The editors of more than two dozen cardiology-related scientific journals around the world published an editorial Monday to “sound the alarm that human lives are at stake” because of medical misinformation.

These physicians describe regularly encountering patients hesitant to take potentially lifesaving medications or adhere to other prescribed treatments because of something they read online. Or heard from friends. Or saw on television.

“There is a flood of bad information on the internet and social media that is hurting human beings,” said Dr. Joseph Hill, the architect of the essay and editor-in-chief of the American Heart Association journal Circulation. “It’s not just an annoyance, this actually puts people in harm’s way.”

The primary example illustrated in the editorial is the use of statins, a cholesterol-lowering medicine that can reduce heart attack and stroke risk in certain people. But doctors say too many of their patients shun taking statins because of bad information they picked up often from politicians, celebrities and others who lack medical expertise.

“We trust aeronautical science when we board an airplane; we trust the science buried within our cellphones; we trust mechanical engineering science when we cross a bridge; yet, many are uniquely skeptical of biological science,” the doctors write in their essay.

Another example highlighted is “the entirely unfounded” concern that vaccines cause autism, a claim that has been debunked by 17 major studies.

Some patients think doctors are motivated by financial gain, even going as far to suggest physicians get kickbacks for prescribing certain medications, said Hill, the cardiology chief at UT Southwestern Medical Center in Dallas.

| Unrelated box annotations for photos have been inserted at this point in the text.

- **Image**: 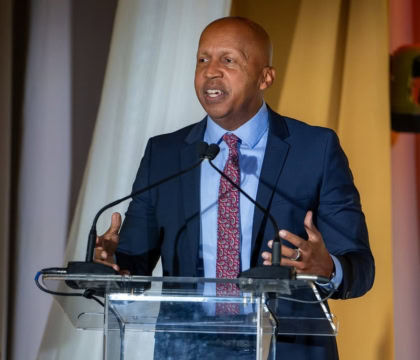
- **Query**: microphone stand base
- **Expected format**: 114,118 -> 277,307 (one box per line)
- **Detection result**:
238,265 -> 296,280
66,261 -> 118,289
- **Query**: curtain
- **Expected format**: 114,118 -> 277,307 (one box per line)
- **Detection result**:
38,0 -> 230,359
0,0 -> 12,360
232,0 -> 394,360
8,0 -> 71,360
389,0 -> 420,359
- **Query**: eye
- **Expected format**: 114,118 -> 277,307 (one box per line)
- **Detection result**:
223,57 -> 235,64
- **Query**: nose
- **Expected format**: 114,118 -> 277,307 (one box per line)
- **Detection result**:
204,60 -> 223,79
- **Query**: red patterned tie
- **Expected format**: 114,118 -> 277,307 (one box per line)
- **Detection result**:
216,134 -> 240,314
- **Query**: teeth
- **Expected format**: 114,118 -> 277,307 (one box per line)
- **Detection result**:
206,89 -> 223,97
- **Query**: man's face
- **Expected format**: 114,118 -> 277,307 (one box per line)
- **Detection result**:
194,23 -> 268,130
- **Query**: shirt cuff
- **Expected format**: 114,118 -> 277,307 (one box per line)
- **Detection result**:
317,254 -> 343,290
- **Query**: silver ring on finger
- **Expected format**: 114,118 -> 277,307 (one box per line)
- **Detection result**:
290,248 -> 302,261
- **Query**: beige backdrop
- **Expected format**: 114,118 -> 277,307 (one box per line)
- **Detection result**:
231,0 -> 394,360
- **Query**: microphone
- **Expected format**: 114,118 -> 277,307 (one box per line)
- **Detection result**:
204,144 -> 294,279
67,141 -> 210,275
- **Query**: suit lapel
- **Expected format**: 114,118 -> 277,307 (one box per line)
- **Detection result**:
180,119 -> 206,275
251,108 -> 289,258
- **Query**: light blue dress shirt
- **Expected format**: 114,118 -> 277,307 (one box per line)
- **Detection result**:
200,103 -> 342,288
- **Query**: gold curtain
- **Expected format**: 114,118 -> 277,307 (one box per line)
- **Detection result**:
231,0 -> 394,360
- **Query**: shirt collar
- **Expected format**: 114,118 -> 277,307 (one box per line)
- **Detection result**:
206,102 -> 268,149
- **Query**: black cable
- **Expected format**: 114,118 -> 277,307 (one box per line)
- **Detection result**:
35,268 -> 105,307
276,289 -> 336,304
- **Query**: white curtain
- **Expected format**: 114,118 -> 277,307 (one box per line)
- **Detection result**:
9,0 -> 71,360
0,0 -> 12,360
38,0 -> 230,360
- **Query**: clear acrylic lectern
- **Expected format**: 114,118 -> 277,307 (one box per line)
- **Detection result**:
42,274 -> 337,360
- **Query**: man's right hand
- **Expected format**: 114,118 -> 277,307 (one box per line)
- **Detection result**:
93,212 -> 121,271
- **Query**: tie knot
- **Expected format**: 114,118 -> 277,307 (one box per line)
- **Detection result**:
223,134 -> 239,150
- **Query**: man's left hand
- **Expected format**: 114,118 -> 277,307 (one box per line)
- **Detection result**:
261,211 -> 334,278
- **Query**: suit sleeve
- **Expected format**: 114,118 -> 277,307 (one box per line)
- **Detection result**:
317,131 -> 375,299
116,139 -> 160,275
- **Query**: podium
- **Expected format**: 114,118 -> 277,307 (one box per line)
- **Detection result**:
42,273 -> 338,360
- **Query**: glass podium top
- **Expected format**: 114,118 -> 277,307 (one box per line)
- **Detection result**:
42,274 -> 338,336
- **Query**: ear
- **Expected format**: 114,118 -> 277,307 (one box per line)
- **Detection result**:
260,66 -> 276,90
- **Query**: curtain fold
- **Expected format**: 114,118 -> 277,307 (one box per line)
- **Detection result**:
38,0 -> 230,360
232,0 -> 394,360
0,0 -> 12,360
8,0 -> 71,360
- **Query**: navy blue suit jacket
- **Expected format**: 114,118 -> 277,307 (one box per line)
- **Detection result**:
117,109 -> 374,359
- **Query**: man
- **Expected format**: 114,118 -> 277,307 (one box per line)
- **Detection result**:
95,18 -> 374,359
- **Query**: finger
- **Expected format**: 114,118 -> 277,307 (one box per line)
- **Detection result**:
261,251 -> 271,265
281,246 -> 296,258
104,212 -> 121,237
303,211 -> 320,240
279,230 -> 306,249
93,258 -> 120,271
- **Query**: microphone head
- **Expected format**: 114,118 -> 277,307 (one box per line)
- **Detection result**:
205,144 -> 220,160
197,141 -> 209,159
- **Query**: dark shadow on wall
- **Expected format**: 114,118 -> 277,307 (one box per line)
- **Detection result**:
69,0 -> 118,231
230,0 -> 301,110
4,0 -> 31,359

“My practice over the years has been to say, ‘Your insurance company is paying me to give you the best advice I can based on modern science. You are free to accept it or reject it. I hope you accept it, and I’m happy to provide you with evidence that backs recommendations, but in the end, it’s your life and your body,'” Hill said.

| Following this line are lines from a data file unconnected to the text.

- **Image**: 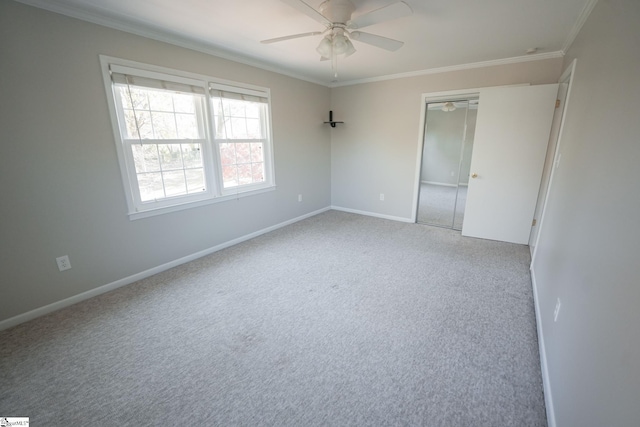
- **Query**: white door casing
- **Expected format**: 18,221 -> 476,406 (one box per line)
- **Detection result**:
462,83 -> 558,244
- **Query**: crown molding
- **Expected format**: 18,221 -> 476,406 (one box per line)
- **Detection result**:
15,0 -> 568,88
562,0 -> 598,53
330,50 -> 564,87
15,0 -> 329,87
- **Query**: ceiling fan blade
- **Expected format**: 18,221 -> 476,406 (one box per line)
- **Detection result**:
347,1 -> 413,29
280,0 -> 331,25
350,31 -> 404,52
260,31 -> 323,44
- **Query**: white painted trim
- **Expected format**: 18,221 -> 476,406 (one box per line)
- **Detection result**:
562,0 -> 598,53
16,0 -> 564,88
16,0 -> 327,86
329,50 -> 564,87
0,207 -> 331,331
411,83 -> 530,222
531,267 -> 556,427
531,58 -> 578,269
420,181 -> 457,188
331,205 -> 415,223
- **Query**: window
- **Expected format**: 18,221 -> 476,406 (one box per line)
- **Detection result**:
101,57 -> 274,218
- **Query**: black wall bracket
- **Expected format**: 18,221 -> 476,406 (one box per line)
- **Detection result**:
325,111 -> 344,128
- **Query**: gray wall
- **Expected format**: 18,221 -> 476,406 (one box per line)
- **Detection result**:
331,58 -> 562,220
534,0 -> 640,427
0,0 -> 331,321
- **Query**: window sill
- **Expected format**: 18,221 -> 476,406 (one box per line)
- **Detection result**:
129,185 -> 276,221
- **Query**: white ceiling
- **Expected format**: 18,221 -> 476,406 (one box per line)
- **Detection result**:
19,0 -> 596,86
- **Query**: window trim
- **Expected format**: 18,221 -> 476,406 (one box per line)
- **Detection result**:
99,55 -> 276,220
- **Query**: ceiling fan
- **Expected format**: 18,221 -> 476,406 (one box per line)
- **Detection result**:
261,0 -> 413,78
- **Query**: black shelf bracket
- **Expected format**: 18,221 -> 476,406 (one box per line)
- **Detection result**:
325,111 -> 344,128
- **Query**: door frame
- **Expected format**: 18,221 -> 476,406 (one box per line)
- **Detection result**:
411,83 -> 528,225
530,58 -> 577,262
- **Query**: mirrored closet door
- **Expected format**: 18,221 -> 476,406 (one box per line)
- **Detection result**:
417,99 -> 478,230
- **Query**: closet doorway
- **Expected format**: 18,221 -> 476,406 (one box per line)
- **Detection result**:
416,98 -> 479,230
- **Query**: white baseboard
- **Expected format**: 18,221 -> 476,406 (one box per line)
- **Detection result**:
531,266 -> 556,427
420,181 -> 456,187
331,206 -> 415,222
0,207 -> 331,331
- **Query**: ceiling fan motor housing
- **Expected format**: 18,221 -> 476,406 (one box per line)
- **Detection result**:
318,0 -> 356,24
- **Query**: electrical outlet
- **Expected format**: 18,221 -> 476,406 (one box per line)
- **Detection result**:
56,255 -> 71,271
553,298 -> 562,322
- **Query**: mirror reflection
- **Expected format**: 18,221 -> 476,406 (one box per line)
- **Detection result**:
417,99 -> 478,230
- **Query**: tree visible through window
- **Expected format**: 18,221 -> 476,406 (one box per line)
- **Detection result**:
101,57 -> 274,217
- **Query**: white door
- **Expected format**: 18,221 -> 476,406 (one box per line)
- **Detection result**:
462,83 -> 558,244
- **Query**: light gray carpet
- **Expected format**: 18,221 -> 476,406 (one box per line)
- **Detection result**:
0,211 -> 546,427
417,182 -> 467,230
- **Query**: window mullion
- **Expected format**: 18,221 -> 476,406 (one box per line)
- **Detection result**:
200,96 -> 222,197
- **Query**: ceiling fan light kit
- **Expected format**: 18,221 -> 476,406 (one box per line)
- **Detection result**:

Dr. Haider Warraich, a cardiology fellow who recently wrote about the dangers of medical misinformation in a New York Times essay titled, “Dr. Google Is a Liar,” said he had to get personal to convince one heart attack patient to take his advice.

The patient, a young woman who was healthy aside from sky-high cholesterol, had refused to take a statin that another doctor had previously prescribed. She agreed to try the statin only after Warraich shared that, after his own father had a heart attack, he urged doctors to start his father on the highest statin dose possible.

Because the benefits of medication and proper advice are often invisible, it can be difficult for patients to see how it affects them, said Warraich, a fellow in advanced heart failure and transplantation at Duke University Medical Center in North Carolina.

“If you have a fracture, or something that happens to you that’s visceral, you’re not going to take an herb to fix it. You’re going to go to a surgeon to get it fixed and your pain will get better,” he said. “But when it comes to something that prevents the risk of a future stroke or heart attack, or something like a vaccine which doesn’t make you feel better immediately but is backed by very robust data, it’s not as clear-cut in front of you.”

In their editorial, doctors say the mainstream media holds some responsibility in resolving the problem.

“It is easy to find a rogue voice but inappropriate to suggest that voice carries the same weight as that emerging from mainstream science,” they write.